Glow in the dark
LAST week scientists at CERN, Europe’s main particle-physics lab, finally ran the Higgs boson to ground. The discovery of the Higgs, whose existence was first predicted in 1964, is a powerful demonstration of the predictive powers of the Standard Model of particle physics. But other scientists have powerful theories of their own, even if they get less press than particle physicists do. A paper just published in the Monthly Notices of the Royal Astronomical Society reports another predictive triumph, this time for astronomers.
Sebastiano Cantalupo, of the University of California, Santa Cruz, and his colleagues may have become the first people ever to spot “dark galaxies”, the antediluvian ancestors of the bright islands that contain almost all of the stars in the modern universe, and of which Earth’s own Milky Way is one.
Despite their name, dark galaxies are not as tenebrous as other “dark” astronomical phenomena. Unlike dark energy or exotic dark matter—so called because, since they do not interact with photons of electromagnetism, their presence can only be discerned through their gravitational effects—they are made up of humdrum hydrogen and helium gas. But they are relatively small, and their weak gravity means their gas is so dispersed that stars condense out of it only very slowly.
Some characteristics of bigger, brighter, modern galaxies—for example, the relationship between a galaxy’s mass and its star-formation rate—could be explained if there are sources of gas feeding them. Dark galaxies could fit the bill. Astronomers think that their sluggishness at converting gas into stars meant that they remained gaseous while the earliest generations of stars formed, becoming, in effect, leftover stockpiles of gas that more active galaxies could tap. And although none has been observed until now, they were independently predicted by theoretical models that describe how the various forms of large-scale structure visible in today’s universe—galaxies, clusters, superclusters and the enormous, thread-like structures called filaments—condensed out of tiny fluctuations within the thin, almost uniform soup of the early universe.

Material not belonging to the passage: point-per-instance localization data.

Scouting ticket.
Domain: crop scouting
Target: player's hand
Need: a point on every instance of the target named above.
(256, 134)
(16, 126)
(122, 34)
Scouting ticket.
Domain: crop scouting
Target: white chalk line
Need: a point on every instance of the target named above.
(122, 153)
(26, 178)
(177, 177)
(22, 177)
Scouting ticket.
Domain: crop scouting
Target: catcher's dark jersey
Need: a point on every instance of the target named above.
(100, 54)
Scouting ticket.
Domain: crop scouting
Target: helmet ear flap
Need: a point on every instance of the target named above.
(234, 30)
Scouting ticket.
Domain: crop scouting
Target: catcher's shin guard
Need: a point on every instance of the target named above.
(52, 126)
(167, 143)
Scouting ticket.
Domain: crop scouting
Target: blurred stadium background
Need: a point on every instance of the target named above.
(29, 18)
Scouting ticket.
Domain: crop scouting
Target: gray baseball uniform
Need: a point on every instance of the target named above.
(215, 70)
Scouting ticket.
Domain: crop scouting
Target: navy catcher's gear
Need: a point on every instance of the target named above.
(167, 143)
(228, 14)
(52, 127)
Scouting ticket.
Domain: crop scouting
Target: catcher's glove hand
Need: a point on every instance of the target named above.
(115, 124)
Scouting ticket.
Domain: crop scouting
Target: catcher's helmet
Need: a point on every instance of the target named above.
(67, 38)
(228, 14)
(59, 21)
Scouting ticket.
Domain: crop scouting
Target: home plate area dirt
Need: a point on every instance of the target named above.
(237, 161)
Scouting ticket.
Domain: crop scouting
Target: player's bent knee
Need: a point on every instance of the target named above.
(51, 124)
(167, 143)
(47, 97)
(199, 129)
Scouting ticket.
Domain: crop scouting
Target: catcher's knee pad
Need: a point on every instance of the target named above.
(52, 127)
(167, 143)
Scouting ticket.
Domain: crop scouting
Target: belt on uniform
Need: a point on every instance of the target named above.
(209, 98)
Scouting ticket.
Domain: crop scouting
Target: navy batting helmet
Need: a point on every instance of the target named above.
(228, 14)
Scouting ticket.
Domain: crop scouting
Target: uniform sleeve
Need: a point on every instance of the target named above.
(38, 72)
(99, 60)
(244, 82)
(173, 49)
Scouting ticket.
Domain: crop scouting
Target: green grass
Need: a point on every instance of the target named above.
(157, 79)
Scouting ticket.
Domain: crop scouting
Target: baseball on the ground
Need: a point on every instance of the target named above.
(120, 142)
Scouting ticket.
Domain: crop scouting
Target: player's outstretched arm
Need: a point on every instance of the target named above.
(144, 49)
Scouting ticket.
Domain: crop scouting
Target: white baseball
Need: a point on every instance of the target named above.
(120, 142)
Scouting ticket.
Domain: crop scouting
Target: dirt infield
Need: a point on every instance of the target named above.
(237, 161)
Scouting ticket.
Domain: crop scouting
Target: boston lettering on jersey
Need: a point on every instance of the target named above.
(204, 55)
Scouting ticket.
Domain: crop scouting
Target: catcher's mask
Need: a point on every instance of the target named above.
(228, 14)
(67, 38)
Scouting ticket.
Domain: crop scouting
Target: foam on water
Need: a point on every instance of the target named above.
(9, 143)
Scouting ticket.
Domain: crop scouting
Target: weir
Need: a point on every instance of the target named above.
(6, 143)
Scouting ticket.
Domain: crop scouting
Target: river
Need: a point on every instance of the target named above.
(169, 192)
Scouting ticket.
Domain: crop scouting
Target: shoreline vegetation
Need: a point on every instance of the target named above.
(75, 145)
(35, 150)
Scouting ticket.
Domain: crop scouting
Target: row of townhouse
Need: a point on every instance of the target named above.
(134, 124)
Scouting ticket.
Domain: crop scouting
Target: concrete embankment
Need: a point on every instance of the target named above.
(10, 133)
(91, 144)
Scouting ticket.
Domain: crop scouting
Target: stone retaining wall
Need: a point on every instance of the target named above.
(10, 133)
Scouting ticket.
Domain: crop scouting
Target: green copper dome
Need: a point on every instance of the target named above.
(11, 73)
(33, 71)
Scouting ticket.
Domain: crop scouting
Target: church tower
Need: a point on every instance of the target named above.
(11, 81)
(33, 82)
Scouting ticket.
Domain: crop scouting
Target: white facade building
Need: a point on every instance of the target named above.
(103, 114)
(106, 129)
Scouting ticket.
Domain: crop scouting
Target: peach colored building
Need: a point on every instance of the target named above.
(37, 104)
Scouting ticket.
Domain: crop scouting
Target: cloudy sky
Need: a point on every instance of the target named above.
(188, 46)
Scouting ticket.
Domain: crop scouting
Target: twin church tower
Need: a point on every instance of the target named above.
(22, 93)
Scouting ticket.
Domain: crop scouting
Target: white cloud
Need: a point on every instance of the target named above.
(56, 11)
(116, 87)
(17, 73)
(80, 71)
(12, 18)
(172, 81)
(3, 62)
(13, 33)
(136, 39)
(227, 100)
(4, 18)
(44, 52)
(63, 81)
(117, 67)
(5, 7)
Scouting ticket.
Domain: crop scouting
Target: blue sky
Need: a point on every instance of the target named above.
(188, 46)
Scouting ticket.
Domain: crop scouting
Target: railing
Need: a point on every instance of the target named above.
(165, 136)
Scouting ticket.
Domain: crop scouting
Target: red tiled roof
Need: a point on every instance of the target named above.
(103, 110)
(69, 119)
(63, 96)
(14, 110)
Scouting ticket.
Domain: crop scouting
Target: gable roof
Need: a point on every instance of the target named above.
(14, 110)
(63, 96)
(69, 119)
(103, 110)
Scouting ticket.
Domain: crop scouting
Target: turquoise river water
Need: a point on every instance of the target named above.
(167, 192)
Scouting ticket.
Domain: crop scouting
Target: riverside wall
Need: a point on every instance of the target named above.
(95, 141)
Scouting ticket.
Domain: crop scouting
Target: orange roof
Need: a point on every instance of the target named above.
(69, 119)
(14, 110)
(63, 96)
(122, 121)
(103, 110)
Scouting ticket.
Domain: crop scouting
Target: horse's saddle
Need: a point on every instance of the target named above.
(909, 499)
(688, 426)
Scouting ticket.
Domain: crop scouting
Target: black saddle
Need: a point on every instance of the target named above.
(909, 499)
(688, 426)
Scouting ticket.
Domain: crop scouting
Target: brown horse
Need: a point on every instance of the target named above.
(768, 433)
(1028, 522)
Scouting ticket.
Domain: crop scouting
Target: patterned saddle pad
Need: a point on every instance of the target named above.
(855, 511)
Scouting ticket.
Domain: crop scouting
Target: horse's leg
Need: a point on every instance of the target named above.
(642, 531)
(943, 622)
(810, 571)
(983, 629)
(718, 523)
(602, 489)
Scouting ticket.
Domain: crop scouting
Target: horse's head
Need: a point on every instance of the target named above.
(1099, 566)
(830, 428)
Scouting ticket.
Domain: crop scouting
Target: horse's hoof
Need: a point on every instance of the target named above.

All this has meant that scientists were relatively confident dark galaxies must have existed. But their predicted dimness was always going to make them hard to pin down. Like their particle-physicist comrades, then, Dr Cantalupo and his team required cutting-edge kit to perform their search. They used a custom-built filter attached to the European Southern Observatory’s Very Large Telescope (VLT). Despite having a name even more prosaic than CERN’s Large Hadron Collider, where the Higgs discovery was made, the VLT (pictured) is one of the most powerful optical telescopes in the world.
Given that dark galaxies give off almost no light, the researchers used their filter to look for something else that might, literally, shed light onto their cosmic quarry. In this case, the source of illumination was a nearby quasar. The ultraviolet radiation from this very bright and distant galactic nucleus (HE0109-3518, for the curious) caused the gas in the proto-galaxy to fluoresce.
After controlling for various sorts of false positives, the astronomers were left with a dozen strong candidates, each with about a billion times the mass of the sun and a rate of star formation around 200 times lower than a more familiar spiral galaxy—just as predicted. One for the astronomers, then, just so the particle physicists don’t get too smug.